The principal currency his FBI generated was a vast collection of gossip, rumor, innuendo about the private lives of those in power. He used this information to spark terror into the lives of those whose politics did not align with Hoover’s own ultra-conservative nineteenth-century Southern sensibilities and to control and coerce those around him, up to and including one US president after another. His FBI agents spied upon the private lives of countless public figures and filed the results of this snooping with Hoover. Armed with these secrets, Hoover was able to bend those individuals in power to Hoover’s own will. The fear of those secrets being exposed kept the powerful of the day in line with Hoover’s own moral compass and allowed him to control and manipulate those individuals.

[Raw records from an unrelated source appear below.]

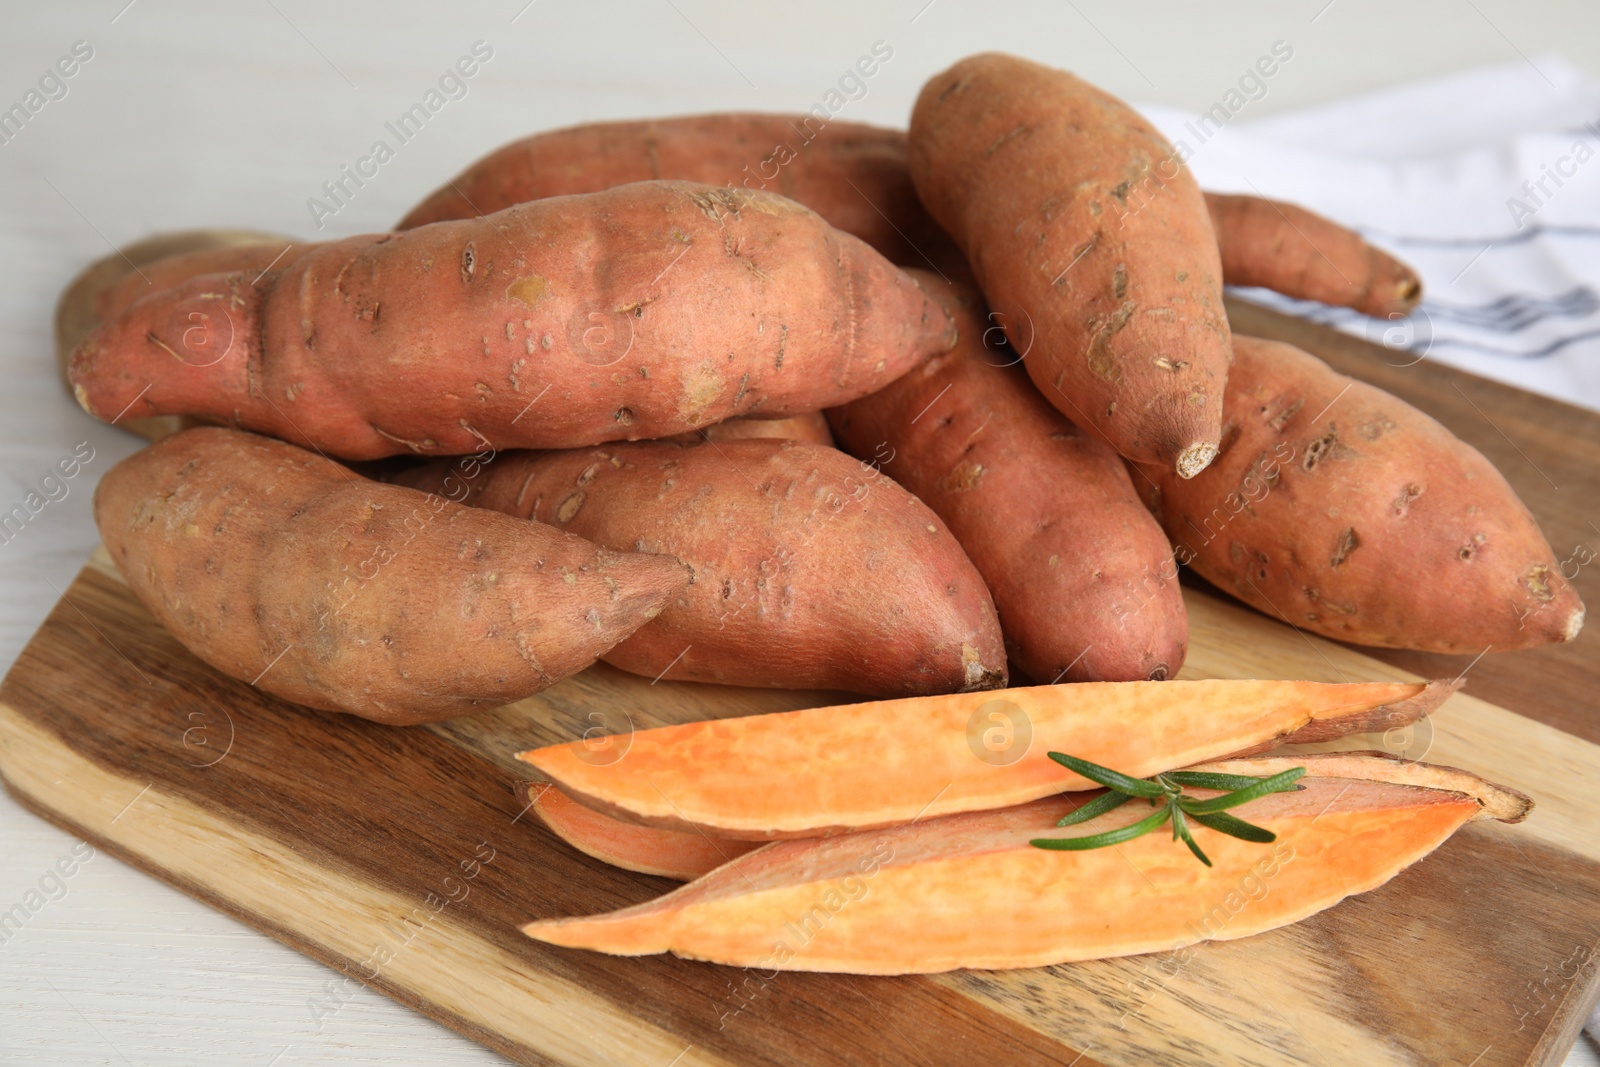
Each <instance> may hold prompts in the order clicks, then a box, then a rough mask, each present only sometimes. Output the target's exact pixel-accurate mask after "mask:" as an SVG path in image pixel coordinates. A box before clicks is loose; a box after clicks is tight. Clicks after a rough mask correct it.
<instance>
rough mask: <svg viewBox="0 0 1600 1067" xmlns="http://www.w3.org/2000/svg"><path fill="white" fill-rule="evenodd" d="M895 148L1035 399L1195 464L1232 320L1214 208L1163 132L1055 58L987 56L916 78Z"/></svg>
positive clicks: (1095, 430) (1085, 428) (1166, 452)
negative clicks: (1057, 65) (1217, 240)
mask: <svg viewBox="0 0 1600 1067" xmlns="http://www.w3.org/2000/svg"><path fill="white" fill-rule="evenodd" d="M907 158H909V165H910V174H912V181H914V184H915V186H917V194H918V195H920V197H922V202H923V205H926V208H928V213H930V214H931V216H933V219H934V221H936V222H938V224H941V226H942V227H944V229H946V230H947V232H949V234H950V237H954V238H955V242H957V243H958V245H960V246H962V250H963V251H965V253H966V258H968V259H970V261H971V266H973V272H974V274H976V277H978V282H979V285H981V288H982V291H984V294H986V296H987V298H989V302H990V306H992V307H994V310H995V314H997V317H998V320H1000V325H1003V326H1005V330H1006V334H1008V336H1010V338H1011V341H1013V344H1016V346H1018V349H1019V350H1022V349H1029V350H1030V355H1029V358H1027V360H1026V363H1024V366H1026V368H1027V373H1029V374H1030V376H1032V378H1034V381H1035V384H1037V386H1038V387H1040V392H1042V394H1043V395H1045V398H1046V400H1048V402H1050V403H1051V405H1054V406H1056V408H1058V410H1059V411H1061V413H1062V414H1064V416H1067V418H1069V419H1072V421H1074V422H1077V424H1078V426H1082V427H1083V429H1085V430H1088V432H1091V434H1094V435H1098V437H1099V438H1101V440H1104V442H1107V443H1109V445H1110V446H1112V448H1115V450H1117V451H1118V453H1122V454H1123V456H1126V458H1130V459H1138V461H1141V462H1152V464H1160V466H1162V467H1165V469H1168V470H1179V469H1181V470H1182V472H1184V474H1187V475H1194V474H1197V472H1198V470H1202V469H1203V467H1205V462H1206V461H1208V453H1206V451H1205V448H1206V446H1214V445H1216V443H1218V442H1219V440H1221V422H1222V403H1221V400H1222V387H1224V382H1226V381H1227V362H1229V346H1227V342H1229V326H1227V317H1226V314H1224V309H1222V264H1221V259H1219V254H1218V246H1216V240H1214V235H1213V224H1211V218H1210V214H1208V211H1206V205H1205V200H1203V197H1202V194H1200V189H1198V187H1197V186H1195V184H1194V178H1192V176H1190V174H1189V171H1187V170H1186V168H1184V166H1182V163H1181V162H1179V157H1178V154H1176V150H1174V149H1173V146H1170V144H1168V142H1166V141H1165V139H1163V138H1162V136H1160V133H1157V131H1155V128H1154V126H1150V125H1149V123H1147V122H1146V120H1144V118H1142V117H1141V115H1139V114H1138V112H1134V110H1133V109H1131V107H1128V106H1126V104H1123V102H1122V101H1118V99H1115V98H1112V96H1107V94H1106V93H1101V91H1099V90H1096V88H1094V86H1091V85H1088V83H1085V82H1082V80H1078V78H1075V77H1072V75H1070V74H1067V72H1066V70H1053V69H1050V67H1045V66H1040V64H1035V62H1029V61H1026V59H1018V58H1014V56H1003V54H997V53H989V54H981V56H970V58H966V59H962V61H960V62H957V64H955V66H954V67H950V69H949V70H946V72H942V74H938V75H934V77H933V78H931V80H930V82H928V83H926V85H925V86H923V90H922V93H920V96H918V98H917V106H915V109H914V112H912V120H910V134H909V141H907ZM1178 354H1181V358H1178Z"/></svg>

This biography is filled with titillating information, muck, and innuendo. There seems to be little evidence with which to defend Hoover against the rumormongers.
There had always been an undercurrent of snarky muttering about Hoover’s sexuality. A lifelong bachelor, Hoover lived with his widowed mother until she died when Edgar was already a middle-aged man. His one other lasting and important adult relationship was with Clyde Tolefson, who Hoover appointed as the FBI’s second-in-command. Hoover and Tolefson were constant companions and were regarded as a couple. The two men maintained separate residences, but they took their meals together, they socialized together, they spent all of their free time together, and they took all of their vacations together. The body of evidence assembled by author Anthony Summers indicates that Hoover never had an intimate adult relationship with a woman. To the highly-closeted Hoover and Tolefson, any display of mutual affection was anathema, Hoover instead lavished his public displays of affection on a pair of cairn terrier companions.
He was even betrayed at the last by his boon companion Tolefson, who was the major beneficiary of Hoover’s estate. Upon Hoover’s death, Hoover entrusted the care of his precious cairn terrier pups into the hands of Tolefson. Sadly, Tolefson rejected the honor and soon had Hoover’s puppies put to sleep.
Hoover was universally regarded as a fearsome and vengeful bully. He was not widely mourned upon his death.
Following Hoover’s death alone at home, then-President Richard Nixon ordered that Hoover’s remains lie in state in Washington’s Capitol Rotunda - the first civil servant so honored. At Hoover’s funeral, the president himself eulogized the dead director.
I purchased a like-new HB copy of this from Amazon for $1.54 on 12/3/21.
My rating: 7/10, finished 5/11/23 (3785).